For some 250,000 shantytown-dwellers in the Honduran capital of Tegucigalpa, fear of dying or losing their home due to a landslide or other weather-related event has been reduced, thanks to a global warming mitigation plan that has carried out small infrastructure works in 180 ecologically and socially vulnerable neighbourhoods.
The 100×100 Plan is part of a climate change risk mitigation project financed by the Central American Bank for Economic Integration (CABEI) with a 26-million-dollar credit granted on concessionary terms.
“Before the bridge was built, this area would be cut off when it rained,” Xiomara Castellanos, who lives in the poor neighbourhood of Mololoa, told IPS. “We used to come down the hill barefoot to cross the river, which rises a lot in winter, and has even swept away several houses.”

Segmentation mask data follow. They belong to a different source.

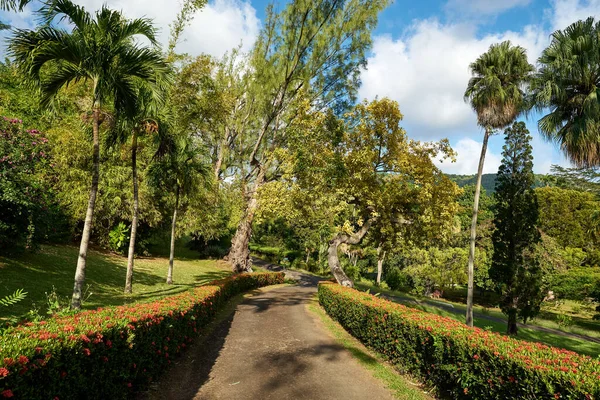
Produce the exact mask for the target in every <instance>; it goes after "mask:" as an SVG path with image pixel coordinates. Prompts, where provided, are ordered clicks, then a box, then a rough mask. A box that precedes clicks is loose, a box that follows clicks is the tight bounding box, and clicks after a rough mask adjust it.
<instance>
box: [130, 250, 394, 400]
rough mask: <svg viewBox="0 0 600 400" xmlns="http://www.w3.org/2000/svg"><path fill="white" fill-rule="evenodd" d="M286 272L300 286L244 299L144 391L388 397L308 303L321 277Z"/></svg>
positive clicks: (145, 396) (259, 397)
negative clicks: (158, 381)
mask: <svg viewBox="0 0 600 400" xmlns="http://www.w3.org/2000/svg"><path fill="white" fill-rule="evenodd" d="M256 264H259V265H261V266H263V267H269V269H272V268H273V266H269V265H267V264H266V263H264V262H261V261H260V260H257V261H256ZM286 274H287V276H288V277H290V278H293V279H296V280H298V285H294V286H285V287H278V288H270V289H265V290H259V291H257V292H256V294H255V295H253V296H251V297H249V298H247V299H245V300H244V301H243V302H242V303H240V304H239V305H238V306H237V307H236V309H235V312H234V313H233V314H232V315H231V316H230V317H229V318H228V319H227V320H225V321H223V322H222V323H220V324H219V325H218V326H217V327H216V328H215V329H214V330H213V332H212V333H211V334H209V335H208V337H206V338H205V339H204V340H203V341H202V342H201V343H196V344H195V345H194V346H193V348H191V349H189V350H188V351H187V352H186V355H185V356H183V357H182V359H181V360H180V361H178V362H177V365H174V366H173V367H172V368H170V369H169V370H168V371H167V372H166V375H165V376H164V377H163V379H161V381H160V382H159V383H158V385H156V386H155V387H154V388H153V390H151V391H150V392H147V393H144V394H142V395H141V398H145V399H182V400H186V399H195V400H199V399H210V400H217V399H228V400H229V399H232V400H243V399H261V400H262V399H278V400H279V399H281V400H283V399H348V400H351V399H357V400H358V399H361V400H362V399H367V398H374V399H393V398H394V397H393V396H392V394H391V392H390V391H389V390H388V389H386V388H385V387H384V384H383V383H382V382H381V381H379V380H377V379H376V378H374V377H373V376H372V375H371V373H370V372H368V371H367V370H366V369H364V367H362V366H361V365H360V364H359V363H358V361H357V360H356V359H354V358H353V356H352V355H351V354H350V353H349V352H348V351H347V350H346V349H345V348H344V347H343V346H341V345H340V344H338V343H337V342H336V340H335V339H334V338H333V337H332V336H331V335H330V334H329V332H328V331H327V330H326V328H325V327H324V326H323V325H322V322H321V321H320V320H319V319H318V318H317V317H316V316H314V315H312V313H310V312H309V311H308V310H307V305H308V304H309V303H310V301H311V300H312V299H313V298H314V296H315V293H316V285H317V282H318V281H319V278H316V277H313V276H310V275H307V274H302V273H299V272H295V271H286Z"/></svg>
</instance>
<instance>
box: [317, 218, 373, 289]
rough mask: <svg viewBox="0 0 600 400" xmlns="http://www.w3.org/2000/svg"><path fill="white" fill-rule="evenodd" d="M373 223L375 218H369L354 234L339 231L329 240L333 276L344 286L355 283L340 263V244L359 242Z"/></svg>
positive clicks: (329, 263) (349, 285)
mask: <svg viewBox="0 0 600 400" xmlns="http://www.w3.org/2000/svg"><path fill="white" fill-rule="evenodd" d="M372 223H373V219H369V220H367V222H365V223H364V225H363V226H362V227H361V228H360V230H359V231H358V232H356V233H355V234H353V235H352V236H348V235H346V234H345V233H338V234H337V235H335V237H334V238H333V239H331V241H330V242H329V249H328V250H327V262H328V263H329V268H330V269H331V273H332V274H333V277H334V278H335V280H336V281H337V283H339V284H340V285H342V286H347V287H354V283H353V282H352V281H351V280H350V278H348V276H347V275H346V274H345V273H344V270H343V269H342V266H341V265H340V259H339V257H338V247H339V245H340V244H343V243H346V244H359V243H360V242H361V241H362V239H363V238H364V237H365V235H366V234H367V232H368V231H369V228H370V227H371V224H372Z"/></svg>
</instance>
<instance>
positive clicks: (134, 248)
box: [125, 129, 139, 293]
mask: <svg viewBox="0 0 600 400" xmlns="http://www.w3.org/2000/svg"><path fill="white" fill-rule="evenodd" d="M132 136H133V137H132V139H131V173H132V175H133V218H132V219H131V235H130V237H129V252H128V254H127V276H126V278H125V293H131V292H132V280H133V256H134V254H135V238H136V235H137V223H138V206H139V202H138V181H137V132H136V131H135V129H134V131H133V135H132Z"/></svg>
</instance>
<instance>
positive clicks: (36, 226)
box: [0, 117, 62, 249]
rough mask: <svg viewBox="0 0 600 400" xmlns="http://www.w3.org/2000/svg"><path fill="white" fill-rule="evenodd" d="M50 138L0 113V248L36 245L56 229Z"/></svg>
mask: <svg viewBox="0 0 600 400" xmlns="http://www.w3.org/2000/svg"><path fill="white" fill-rule="evenodd" d="M48 152H49V145H48V139H47V138H46V137H45V136H44V135H43V134H42V133H41V132H39V131H37V130H35V129H31V130H25V129H23V126H22V122H21V121H20V120H18V119H10V118H6V117H0V248H4V249H10V248H12V247H14V246H15V245H17V246H22V245H25V246H26V247H29V248H31V247H33V246H35V245H36V243H37V242H39V241H40V240H42V239H47V238H50V237H52V236H53V234H54V233H55V232H56V227H57V225H61V224H60V223H58V224H57V223H56V222H57V221H61V220H62V219H61V218H58V217H55V218H53V217H54V216H55V214H56V213H57V210H56V205H55V204H54V202H53V199H52V190H51V180H52V179H51V178H50V176H49V175H48V173H47V172H48V171H49V170H51V163H50V158H49V155H48Z"/></svg>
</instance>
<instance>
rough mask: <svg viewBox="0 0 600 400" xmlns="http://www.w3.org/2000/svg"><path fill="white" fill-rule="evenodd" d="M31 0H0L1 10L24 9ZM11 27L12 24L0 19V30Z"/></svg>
mask: <svg viewBox="0 0 600 400" xmlns="http://www.w3.org/2000/svg"><path fill="white" fill-rule="evenodd" d="M30 1H31V0H0V11H23V7H25V6H26V5H27V4H28V3H29V2H30ZM4 29H10V25H8V24H5V23H3V22H2V21H0V31H1V30H4Z"/></svg>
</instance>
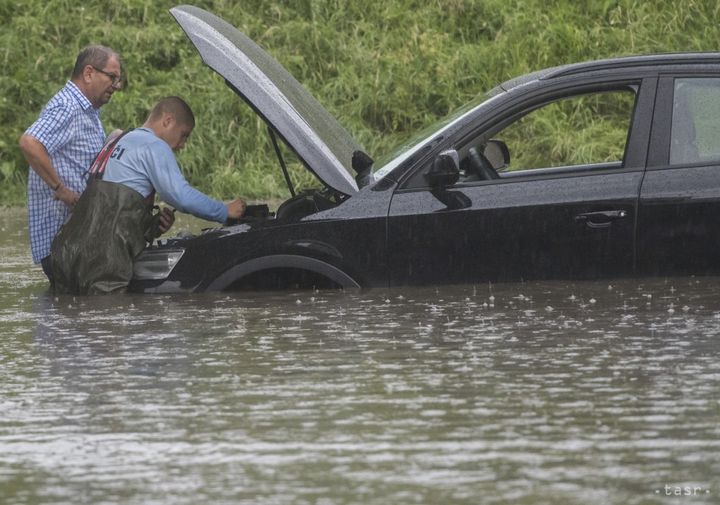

The more than 100 small projects are scattered all over Tegucigalpa, which is home to 1.8 million of Honduras’s 8.5 million people.
The capital, located in a chain of mountains that reach 1,300 metres in height, was among the most affected parts of the country when Hurricane Mitch left at least 11,000 dead and 8,000 missing in 1998, besides causing enormous damage to infrastructure.
Julio Quiñónez, assistant director of Honduras’ Municipal Emergency Committee, told IPS that environmental vulnerability is high in many parts of Tegucigalpa, but “mitigation works, large and small, have now reduced the levels of risk.”
One of the projects involved construction of a small bridge (pic, above) and the strengthening of the banks of the river in the Mololoa shantytown, on the northeast side of the city, where local residents are now able to get in and out of their neighbourhood and to evacuate in case of a storm.
Johan Meza, in charge of mitigation projects in the 100×100 Plan, told IPS that the small infrastructure works include the construction of ditches, gutters, stairways, evacuation routes, pedestrian bridges, and storm water drains.
A few metres from one of the city’s main roads, in the east, is La Villanueva, one of the most populous slums in Tegucigalpa. It is highly prone to landslides and the collapse of the homes that line the hillside.
Pointing to the new stairways for which residents waited three decades, community leader María Elena Benítez told IPS: “We used to climb down the hill on all fours, to reach the bus; when it rained this was all mud, you can’t imagine how hard it was for us.”
“The aim is for no one to die in weather-related incidents,” Tegucigalpa Mayor Ricardo Álvarez told IPS.
The next phase of the 100×100 Plan involves climate change adaptation, which includes an intense programme of training and provision of equipment in the areas that received assistance, so people are prepared and know how to use the evacuation routes in case of disaster.